# Keltie helps in the garden!



## Cris (Jun 15, 2011)

Thought I'd share a few photos of Keltie 'helping' out replanting one of my pots! 1st puppy training session tonight, can't come a moment too soon methinks..........!!!! And there I was thinking I was going to be bringing along a gorgeous clean cute little girl, not a bearded little devil.


----------



## lady amanda (Nov 26, 2010)

HAHAH ADORABLE! yup that is how my little Lady 'helps' out too


----------



## kendal (Jul 16, 2009)

haha love the mud beard


----------



## curt3007 (May 28, 2011)

I have a digging monster too. Lovely pics


----------



## dogtastic (Jun 12, 2011)

Ha ha, this is exactly what Biscuit does - we used to have a beautiful garden until The Beast arrived  She LOVES digging!

Hope the puppy class is great - we have got our first one on Sunday afternoon. Best wishes, Karen x


----------



## JoJo (Mar 2, 2011)

Oh Keltie .. you have got a muddy face sweetie .... and your beautiful coat is getting all dirty :S

Mummy it may be bath time .. lovely pics xxx


----------



## Carol (Jun 12, 2011)

Lol! Great pictures! I've given up on ever hoping to have a 'clean cute little girl' - my two are mud mosters and just love digging! 

Keltie is very cute clean AND muddy! Enjoy puppy class


----------



## sonatalady7 (Apr 4, 2011)

LOL! Love this! I love the middle picture....'What mom?!'


----------



## wilfiboy (Sep 18, 2010)

Ah she still looks lovely, she's only helping lol x


----------



## mandym (Jun 5, 2011)

Haha oh the joys of owning a mud loving cockapoo lol x


----------



## spindlelegs (Mar 25, 2011)

Cris said:


> Thought I'd share a few photos of Keltie 'helping' out replanting one of my pots! 1st puppy training session tonight, can't come a moment too soon methinks..........!!!! And there I was thinking I was going to be bringing along a gorgeous clean cute little girl, not a bearded little devil.

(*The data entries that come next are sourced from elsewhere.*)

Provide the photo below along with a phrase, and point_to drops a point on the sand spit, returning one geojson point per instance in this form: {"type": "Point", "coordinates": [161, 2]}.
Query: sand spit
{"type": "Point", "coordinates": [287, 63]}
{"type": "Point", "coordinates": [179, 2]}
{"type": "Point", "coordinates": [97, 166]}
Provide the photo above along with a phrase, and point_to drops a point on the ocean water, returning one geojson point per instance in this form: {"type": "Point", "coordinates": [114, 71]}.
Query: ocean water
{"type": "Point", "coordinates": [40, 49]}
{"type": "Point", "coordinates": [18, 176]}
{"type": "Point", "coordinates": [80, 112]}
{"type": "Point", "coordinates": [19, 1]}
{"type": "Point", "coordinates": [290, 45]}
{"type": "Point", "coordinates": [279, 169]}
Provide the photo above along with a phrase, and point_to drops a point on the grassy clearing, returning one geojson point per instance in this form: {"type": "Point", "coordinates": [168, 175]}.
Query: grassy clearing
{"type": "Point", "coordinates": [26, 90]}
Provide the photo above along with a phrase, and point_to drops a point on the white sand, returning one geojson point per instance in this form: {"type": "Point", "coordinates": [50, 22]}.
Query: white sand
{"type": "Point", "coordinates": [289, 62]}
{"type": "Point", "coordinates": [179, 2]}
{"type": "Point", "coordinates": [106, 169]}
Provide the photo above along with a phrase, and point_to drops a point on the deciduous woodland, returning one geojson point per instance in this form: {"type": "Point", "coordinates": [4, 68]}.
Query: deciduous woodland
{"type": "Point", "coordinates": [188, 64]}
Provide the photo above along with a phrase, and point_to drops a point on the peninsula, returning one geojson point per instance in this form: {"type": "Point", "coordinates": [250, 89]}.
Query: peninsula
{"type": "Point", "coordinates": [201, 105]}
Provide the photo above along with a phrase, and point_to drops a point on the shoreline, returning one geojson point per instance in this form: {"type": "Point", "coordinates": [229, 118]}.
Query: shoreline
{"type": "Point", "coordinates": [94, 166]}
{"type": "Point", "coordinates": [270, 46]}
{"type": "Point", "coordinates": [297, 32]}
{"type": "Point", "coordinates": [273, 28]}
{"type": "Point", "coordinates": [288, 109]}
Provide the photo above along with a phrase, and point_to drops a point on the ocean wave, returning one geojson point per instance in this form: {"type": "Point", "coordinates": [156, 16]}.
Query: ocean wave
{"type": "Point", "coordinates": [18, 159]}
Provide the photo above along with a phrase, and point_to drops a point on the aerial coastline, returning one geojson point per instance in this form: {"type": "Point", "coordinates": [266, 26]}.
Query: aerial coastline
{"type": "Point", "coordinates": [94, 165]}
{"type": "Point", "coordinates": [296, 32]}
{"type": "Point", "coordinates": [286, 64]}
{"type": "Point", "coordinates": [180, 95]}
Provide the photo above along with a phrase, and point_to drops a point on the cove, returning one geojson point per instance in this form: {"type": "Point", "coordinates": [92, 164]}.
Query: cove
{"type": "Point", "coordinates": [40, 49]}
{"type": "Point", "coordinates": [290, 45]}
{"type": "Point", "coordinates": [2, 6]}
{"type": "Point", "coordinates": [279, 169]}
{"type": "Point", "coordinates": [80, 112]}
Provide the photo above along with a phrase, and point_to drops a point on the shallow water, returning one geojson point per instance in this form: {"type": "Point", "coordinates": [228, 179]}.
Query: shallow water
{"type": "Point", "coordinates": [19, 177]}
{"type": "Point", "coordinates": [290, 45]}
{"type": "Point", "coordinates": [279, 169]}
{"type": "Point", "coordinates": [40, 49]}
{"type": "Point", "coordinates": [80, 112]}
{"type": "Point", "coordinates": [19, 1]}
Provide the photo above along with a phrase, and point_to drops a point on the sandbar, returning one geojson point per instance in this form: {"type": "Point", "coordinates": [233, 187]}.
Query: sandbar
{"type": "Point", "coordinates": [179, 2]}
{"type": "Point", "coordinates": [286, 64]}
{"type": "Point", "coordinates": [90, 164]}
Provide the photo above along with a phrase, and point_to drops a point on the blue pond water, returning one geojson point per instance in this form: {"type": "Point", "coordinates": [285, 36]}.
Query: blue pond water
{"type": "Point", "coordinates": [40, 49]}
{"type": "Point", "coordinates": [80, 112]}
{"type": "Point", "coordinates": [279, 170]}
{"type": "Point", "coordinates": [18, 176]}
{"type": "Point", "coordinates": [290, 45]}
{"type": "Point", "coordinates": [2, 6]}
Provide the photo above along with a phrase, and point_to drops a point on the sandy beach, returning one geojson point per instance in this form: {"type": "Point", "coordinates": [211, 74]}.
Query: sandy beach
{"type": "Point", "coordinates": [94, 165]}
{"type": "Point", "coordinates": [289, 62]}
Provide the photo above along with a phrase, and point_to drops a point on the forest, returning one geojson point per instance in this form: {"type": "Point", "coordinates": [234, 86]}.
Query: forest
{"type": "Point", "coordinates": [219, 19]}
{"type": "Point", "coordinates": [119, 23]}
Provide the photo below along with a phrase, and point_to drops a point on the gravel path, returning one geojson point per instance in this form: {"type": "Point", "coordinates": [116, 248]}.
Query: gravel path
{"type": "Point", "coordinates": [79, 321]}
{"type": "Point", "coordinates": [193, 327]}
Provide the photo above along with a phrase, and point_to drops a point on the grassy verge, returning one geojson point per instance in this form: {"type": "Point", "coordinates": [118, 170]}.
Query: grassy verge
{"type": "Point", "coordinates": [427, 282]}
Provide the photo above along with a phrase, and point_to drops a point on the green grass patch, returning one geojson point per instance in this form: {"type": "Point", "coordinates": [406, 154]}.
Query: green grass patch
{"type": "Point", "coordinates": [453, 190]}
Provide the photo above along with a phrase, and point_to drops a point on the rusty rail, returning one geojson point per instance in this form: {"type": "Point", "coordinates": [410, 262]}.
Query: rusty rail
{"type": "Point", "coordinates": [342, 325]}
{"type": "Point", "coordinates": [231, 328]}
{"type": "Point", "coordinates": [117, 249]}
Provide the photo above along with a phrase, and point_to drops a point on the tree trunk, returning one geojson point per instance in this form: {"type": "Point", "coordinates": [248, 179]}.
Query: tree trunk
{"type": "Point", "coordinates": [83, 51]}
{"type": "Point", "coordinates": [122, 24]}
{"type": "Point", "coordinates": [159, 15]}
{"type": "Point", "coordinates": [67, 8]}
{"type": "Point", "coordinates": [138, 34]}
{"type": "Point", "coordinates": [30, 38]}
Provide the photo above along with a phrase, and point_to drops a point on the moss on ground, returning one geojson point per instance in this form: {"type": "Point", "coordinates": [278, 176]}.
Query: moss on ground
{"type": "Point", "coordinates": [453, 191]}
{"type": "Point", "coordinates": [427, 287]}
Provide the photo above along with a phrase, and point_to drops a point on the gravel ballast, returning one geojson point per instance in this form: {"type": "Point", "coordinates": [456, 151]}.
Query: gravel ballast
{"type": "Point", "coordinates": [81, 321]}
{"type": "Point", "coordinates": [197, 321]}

Aaaaaaaaaaaaaah, she looks just like Isla!


----------



## MillieDog (Jun 1, 2011)

Yup mines a digger too. Her lovely white beard is always a shade of brown


----------



## colpa110 (Jul 5, 2011)

So cute. Betty digs too. Do they grow out of it? Garden starting to look like the moon crater


----------



## caradunne (Nov 29, 2010)

Such a cute picture. Izzy did grow out of digging but still rummages in the bark chippings and takes every opportunity to steal a flower pot and charge around the garden at top speed with it!


----------



## jools (Nov 11, 2010)

Wot is it with cockapoos and mud???!!!!


----------